El gol a los ingleses. La jugada de todos los tiempos. La mano de Dios. Frases del acervo futbolístico que exceden la jerga y forman parte de la cultura universal. Paolo Sorrentino lo sabe, y cuando bautiza su última película È stata la mano di Dio no necesita aclarar nada de nada. Maradona es Dios, afirma el título tácitamente, pero hay allí otro dios, tanto o más importante que el crack de Villa Fiorito: Federico Fellini. Cualquier cosa excepto una novedad. El realizador napolitano viene incorporando usos, costumbres y estilemas del gran cineasta nacido en Rímini desde su ópera prima L'uomo in più (2001), rasgos más que evidentes en títulos como Il divo (2008) y, sobre todo, en La grande belleza (2013), el film que lo lanzó a la masividad internacional, premio Oscar mediante. Siguiendo esa línea de razonamiento, si La grande belleza es La dolce vita según Sorrentino Fue la mano de Dios no puede entonces sino ser su Amarcord. Un relato perfilado en viñetas y ubicado en el pasado, a mediados de los años 80, semiautobiográfico y melancólico, lleno de humor y dolor, de alegrías y penas profundas. Recuerdos reconvertidos en ficciones pasionales, a los gritos y a los llantos. ¿Su film más personal? Difícil afirmarlo, esa frase trae aparejadas muchas dudas respecto de qué suele y puede ser definido como “personal”. ¿Autobiografía cinematográfica? Otra incógnita sin respuestas claras, aunque es indudable que las marcas de la vida real están presentes en varios acontecimientos y detalles de la historia que se desarrolla en pantalla. Si eso fuera así, entonces, tal vez, pueda escribirse y firmarse que Maradona salvó la vida de Sorrentino. O que, al menos, le salva la vida al personaje de Fabietto Schisa (el joven actor Filippo Scotti), alter ego del realizador, hincha de la Società Sportiva Calcio Napoli y fanático del jugador argentino. Pero esa extraña suerte dentro de una fatalidad mayúscula llega recién a mitad de camino de la película, ganadora del Premio Especial del Jurado en el Festival de Venecia, cuyo desembarco en la plataforma Netflix se producirá el próximo miércoles 15, unas semanas después del primer aniversario de la muerte del Diego, sin haber pasado por las salas de cine de nuestro país.

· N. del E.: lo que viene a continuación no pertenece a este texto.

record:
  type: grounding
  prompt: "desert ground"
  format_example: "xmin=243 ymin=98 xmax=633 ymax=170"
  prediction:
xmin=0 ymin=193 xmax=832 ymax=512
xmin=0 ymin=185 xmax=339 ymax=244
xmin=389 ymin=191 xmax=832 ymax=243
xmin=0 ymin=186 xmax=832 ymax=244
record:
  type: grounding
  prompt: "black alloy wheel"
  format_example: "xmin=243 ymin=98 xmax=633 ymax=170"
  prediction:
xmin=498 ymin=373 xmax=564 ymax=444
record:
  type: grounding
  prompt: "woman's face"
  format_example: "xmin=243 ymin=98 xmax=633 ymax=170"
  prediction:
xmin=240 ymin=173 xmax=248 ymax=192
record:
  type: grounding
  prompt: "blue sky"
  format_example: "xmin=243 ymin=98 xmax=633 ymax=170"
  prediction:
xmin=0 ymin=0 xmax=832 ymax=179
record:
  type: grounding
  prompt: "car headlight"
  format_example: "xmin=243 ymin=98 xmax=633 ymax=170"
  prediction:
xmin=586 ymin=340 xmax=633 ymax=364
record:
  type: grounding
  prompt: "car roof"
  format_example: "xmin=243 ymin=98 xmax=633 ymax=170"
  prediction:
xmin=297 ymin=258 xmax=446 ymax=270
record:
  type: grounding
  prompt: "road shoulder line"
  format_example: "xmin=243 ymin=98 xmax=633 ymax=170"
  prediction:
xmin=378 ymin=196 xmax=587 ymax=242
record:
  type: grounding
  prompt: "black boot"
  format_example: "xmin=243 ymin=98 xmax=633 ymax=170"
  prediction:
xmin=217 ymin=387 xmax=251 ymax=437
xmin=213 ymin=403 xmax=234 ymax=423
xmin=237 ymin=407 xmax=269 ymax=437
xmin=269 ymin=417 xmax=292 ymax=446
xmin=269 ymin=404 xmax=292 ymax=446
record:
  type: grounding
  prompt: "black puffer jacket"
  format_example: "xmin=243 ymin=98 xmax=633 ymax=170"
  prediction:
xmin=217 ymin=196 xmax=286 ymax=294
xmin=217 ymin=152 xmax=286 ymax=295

Fue la mano de Dios no es un film acerca de Diego Armando Maradona. Tampoco es el fútbol su tema central, aunque ambos elementos están presentes, todo el tiempo, a lo largo de los 130 minutos de proyección. De hecho, la historia no comienza en el césped sino sobre el agua, con un magnífico plano-secuencia aéreo que recorre la superficie del Mediterráneo, la playa napolitana en el fondo, mientras un par de lanchas de lujo chapotean y hacen sapito, provocando un sonido rítmico, pulsante, que sobre el final será reconvertido en onomatopeya imborrable, recuerdo de juventud con algo de aspiracional. La costa está abierta al turismo, también a las reuniones familiares, y Sorrentino se abre a los placeres de la commedia all'italiana y a los modos fellinescos sin pedir permiso, con ese clan como troupe circense minimalista reunido alrededor de la mesa, debajo de una parra, bebiendo y comiendo, esperando a “la que falta”, la que llega con su nuevo novio y futuro marido, un hombre mayor que sólo logra comunicarse con un aparato adosado a la garganta. Una de las ancianas, separada del grupo, come sola y los putea. Vaffanculo, dice, mirando fijamente al contingente humano. El resto conversa; se habla de política, de cosas triviales y también de fútbol. ¿Qué el Napoli va a comprar a Maradona? Eso parece un sueño irrealizable; es un rumor infundado, una quimera. Fabietto observa y oye y su padre Saverio (Toni Servillo, rostro recurrente en la filmografía del director, objeto de adoración casi fetichista) confirma la imposibilidad. Poco después, la tía Patrizia (Luisa Ranieri) –que coquetea con todo el mundo y a quien su marido llama, sin eufemismos de por medio, “puta”– toma sol completamente desnuda en el bote que los lleva de paseo, ante la mirada atónita de algunos y la mentirosamente indiferente de otros. El sueño de ser madre no se ha cumplido ni se cumplirá, a pesar de haber visto a San Gennaro (al menos eso cree, eso dice) y a un pequeño monje que la bendijo. El futuro le tiene asegurado un lugar en un sanatorio psiquiátrico, como le ocurría también al Tío Teo interpretado por Ciccio Ingrassia en Amarcord, autor de esa inolvidable expresión de deseos, casi un grito primigenio: voglio una donna.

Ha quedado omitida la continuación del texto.